3 MIN. DE LECTURA
* CSI300 +0.6 pct; SSEC +0.8 pct; HSI +0.2 pct
* Calms returns after c.bank eases fears on yuan path
* Restructuring of state firms draws renewed interest
SHANGHAI, Aug 14 (Reuters) - China stocks climbed on Friday morning, with the Shanghai market heading for its biggest weekly rise in two months, as investors turned bullish after the central bank soothed fears created by the yuan's shock devaluation.
The yuan held steady against the dollar on Friday after suspected intervention by the central bank, who said on Thursday there was no reason for it to fall further.
"Yuan devaluation suddenly became a concern for stock investors earlier this week, but now this issue is fading out of their radar," said Qi Yifeng, analyst at consultancy CEBM.
"Some bold investors are going back into the market, chasing hot concepts, but I don't think they would hold the shares for a long time."

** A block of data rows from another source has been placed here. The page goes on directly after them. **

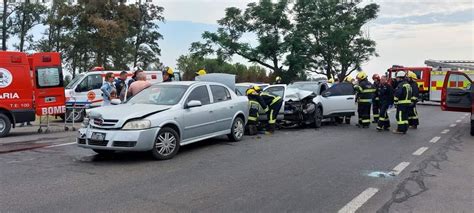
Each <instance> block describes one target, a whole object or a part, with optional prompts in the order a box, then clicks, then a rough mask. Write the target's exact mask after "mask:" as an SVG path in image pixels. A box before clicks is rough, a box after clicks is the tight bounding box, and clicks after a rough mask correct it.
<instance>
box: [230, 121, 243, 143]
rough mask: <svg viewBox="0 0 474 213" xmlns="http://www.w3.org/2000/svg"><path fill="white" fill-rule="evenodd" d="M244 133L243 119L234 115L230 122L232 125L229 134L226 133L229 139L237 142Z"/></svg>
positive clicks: (232, 141)
mask: <svg viewBox="0 0 474 213" xmlns="http://www.w3.org/2000/svg"><path fill="white" fill-rule="evenodd" d="M244 133H245V124H244V120H242V118H241V117H236V118H235V119H234V122H232V127H231V129H230V134H228V135H227V137H228V138H229V140H230V141H232V142H237V141H240V140H242V138H243V137H244Z"/></svg>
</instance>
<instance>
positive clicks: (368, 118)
mask: <svg viewBox="0 0 474 213" xmlns="http://www.w3.org/2000/svg"><path fill="white" fill-rule="evenodd" d="M356 78H357V85H355V86H354V89H355V92H356V101H357V113H358V114H359V123H358V124H357V126H358V127H362V128H369V126H370V109H371V105H372V99H373V97H374V93H375V88H374V86H373V85H372V84H371V83H370V82H369V80H367V74H366V73H365V72H362V71H361V72H359V73H358V74H357V77H356Z"/></svg>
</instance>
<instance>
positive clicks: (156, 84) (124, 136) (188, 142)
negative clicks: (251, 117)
mask: <svg viewBox="0 0 474 213" xmlns="http://www.w3.org/2000/svg"><path fill="white" fill-rule="evenodd" d="M247 117H248V100H247V97H245V96H237V95H236V94H235V93H234V92H233V91H232V90H231V89H230V88H229V87H227V86H225V85H223V84H220V83H211V82H196V81H190V82H183V81H182V82H169V83H161V84H155V85H152V86H151V87H149V88H147V89H145V90H143V91H142V92H140V93H138V94H137V95H136V96H134V97H133V98H131V99H130V100H129V101H128V102H127V103H125V104H121V105H115V106H105V107H100V108H96V109H93V110H91V111H89V112H88V116H87V118H86V120H85V121H84V123H83V128H81V129H80V130H79V135H78V138H77V143H78V144H79V146H80V147H84V148H90V149H92V150H94V151H95V152H97V153H99V154H105V153H111V152H114V151H151V153H152V154H153V156H154V157H155V158H156V159H159V160H165V159H170V158H172V157H173V156H174V155H176V153H177V152H178V150H179V147H180V146H183V145H186V144H190V143H194V142H197V141H201V140H204V139H207V138H212V137H216V136H221V135H227V136H228V137H229V139H230V140H232V141H239V140H241V139H242V137H243V135H244V127H245V124H246V122H247Z"/></svg>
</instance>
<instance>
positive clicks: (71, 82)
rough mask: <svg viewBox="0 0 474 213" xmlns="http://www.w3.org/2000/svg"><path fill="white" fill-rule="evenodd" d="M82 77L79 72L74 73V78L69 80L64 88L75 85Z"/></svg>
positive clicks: (81, 78) (69, 86) (73, 87)
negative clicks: (71, 79) (76, 74)
mask: <svg viewBox="0 0 474 213" xmlns="http://www.w3.org/2000/svg"><path fill="white" fill-rule="evenodd" d="M82 77H84V74H79V75H76V77H75V78H73V79H72V80H71V82H69V84H68V85H67V86H66V89H72V88H74V87H75V86H76V84H78V83H79V80H81V79H82Z"/></svg>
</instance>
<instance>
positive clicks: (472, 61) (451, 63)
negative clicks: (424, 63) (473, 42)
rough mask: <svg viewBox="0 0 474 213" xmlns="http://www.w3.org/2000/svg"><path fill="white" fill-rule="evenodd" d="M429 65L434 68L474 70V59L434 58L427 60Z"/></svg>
mask: <svg viewBox="0 0 474 213" xmlns="http://www.w3.org/2000/svg"><path fill="white" fill-rule="evenodd" d="M425 64H426V65H427V66H430V67H433V68H450V69H454V70H474V60H432V59H428V60H426V61H425Z"/></svg>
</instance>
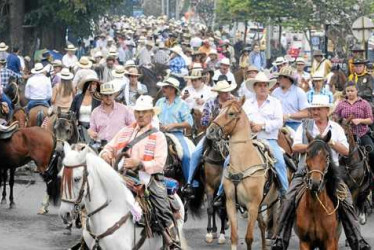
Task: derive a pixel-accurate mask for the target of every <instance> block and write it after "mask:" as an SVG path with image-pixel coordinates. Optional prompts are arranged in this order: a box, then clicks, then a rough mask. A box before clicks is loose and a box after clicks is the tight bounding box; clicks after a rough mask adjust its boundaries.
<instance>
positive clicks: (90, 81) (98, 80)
mask: <svg viewBox="0 0 374 250" xmlns="http://www.w3.org/2000/svg"><path fill="white" fill-rule="evenodd" d="M92 81H94V82H100V81H99V78H98V77H97V75H96V74H93V73H91V74H88V75H86V76H85V77H84V78H83V79H82V80H81V81H80V82H79V83H78V85H77V88H78V89H80V90H83V86H84V85H85V84H86V83H87V82H92Z"/></svg>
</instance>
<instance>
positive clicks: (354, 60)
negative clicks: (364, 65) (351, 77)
mask: <svg viewBox="0 0 374 250" xmlns="http://www.w3.org/2000/svg"><path fill="white" fill-rule="evenodd" d="M367 62H368V61H367V60H366V59H364V58H356V59H354V60H353V64H366V63H367Z"/></svg>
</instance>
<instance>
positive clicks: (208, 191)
mask: <svg viewBox="0 0 374 250" xmlns="http://www.w3.org/2000/svg"><path fill="white" fill-rule="evenodd" d="M207 201H208V208H207V213H208V226H207V229H206V230H207V234H206V235H205V241H206V242H207V243H212V242H213V238H214V237H213V228H212V220H213V221H214V208H213V195H212V194H210V193H209V188H207ZM214 224H215V222H214Z"/></svg>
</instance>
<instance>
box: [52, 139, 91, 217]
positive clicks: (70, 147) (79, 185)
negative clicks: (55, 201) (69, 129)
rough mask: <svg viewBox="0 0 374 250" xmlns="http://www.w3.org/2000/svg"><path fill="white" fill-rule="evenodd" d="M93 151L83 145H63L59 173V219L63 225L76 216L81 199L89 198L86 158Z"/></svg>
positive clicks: (78, 207) (78, 208) (87, 172)
mask: <svg viewBox="0 0 374 250" xmlns="http://www.w3.org/2000/svg"><path fill="white" fill-rule="evenodd" d="M89 152H93V150H92V149H91V148H90V147H89V146H87V145H84V144H77V145H73V147H70V145H69V143H67V142H65V143H64V153H65V157H64V159H63V167H62V169H61V172H60V174H59V175H60V177H61V206H60V212H59V213H60V217H61V218H62V220H63V221H64V223H68V222H70V221H71V220H72V219H74V218H75V216H77V213H78V211H79V209H80V206H81V204H82V201H83V199H84V198H85V197H86V196H89V192H90V190H89V184H88V170H87V164H86V156H87V154H88V153H89Z"/></svg>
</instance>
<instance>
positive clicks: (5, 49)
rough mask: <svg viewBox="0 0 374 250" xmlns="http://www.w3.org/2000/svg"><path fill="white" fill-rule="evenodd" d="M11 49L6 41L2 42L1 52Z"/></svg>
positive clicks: (1, 44) (6, 50)
mask: <svg viewBox="0 0 374 250" xmlns="http://www.w3.org/2000/svg"><path fill="white" fill-rule="evenodd" d="M8 49H9V46H7V45H6V44H5V43H4V42H1V43H0V52H4V51H7V50H8Z"/></svg>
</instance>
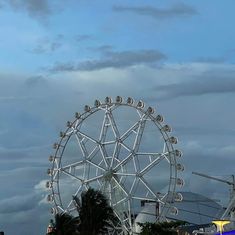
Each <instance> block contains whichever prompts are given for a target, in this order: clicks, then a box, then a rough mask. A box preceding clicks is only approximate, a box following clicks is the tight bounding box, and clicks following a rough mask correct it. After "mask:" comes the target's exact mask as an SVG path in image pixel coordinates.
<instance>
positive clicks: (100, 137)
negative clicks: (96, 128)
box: [99, 110, 110, 142]
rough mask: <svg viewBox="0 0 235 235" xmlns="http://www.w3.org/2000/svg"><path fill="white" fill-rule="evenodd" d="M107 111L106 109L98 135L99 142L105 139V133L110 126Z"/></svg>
mask: <svg viewBox="0 0 235 235" xmlns="http://www.w3.org/2000/svg"><path fill="white" fill-rule="evenodd" d="M107 113H108V111H107V110H106V112H105V114H104V119H103V123H102V127H101V131H100V137H99V141H100V142H104V141H105V137H106V134H107V131H108V127H109V126H110V122H109V117H108V114H107Z"/></svg>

The Shanghai Composite Index gained 0.8 percent, to 3,987.57 points, bringing the week's gain to 6.5 percent, the most since early June. The CSI300 index rose 0.6 percent.
The Hong Kong market was also calmer, with both the Hang Seng index and the Hong Kong China Enterprises Index up 0.2 percent at midday.
In a sign of improving confidence in the mainland market, the outstanding margin loans - money investors borrowed from brokerages to buy stocks - increased slightly over the past week, signalling an end to weeks of rapid deleveraging.
Waigaoqiao FTZ surged 10 percent, the daily upward limit, after the Shanghai government-controlled company announced a major restructuring of its assets.
Investor interest in listed state-owned companies was also rekindled by a stock ownership incentive plan announced by Chinese liquor maker Wuliangye Yibin.
Reform expectations pushed up prices of state firms including Luoyang Glass and Guangdong Electric Power .
Many Tianjin-based companies, which slumped on Thursday following explosions in the northeastern port city, rebounded. Nearly a dozen companies issued statements saying their losses were limited.
The companies included Tianjin Port Holdings Co, Tianjin Economic-technological Development Area Ltd and Binghai Energy.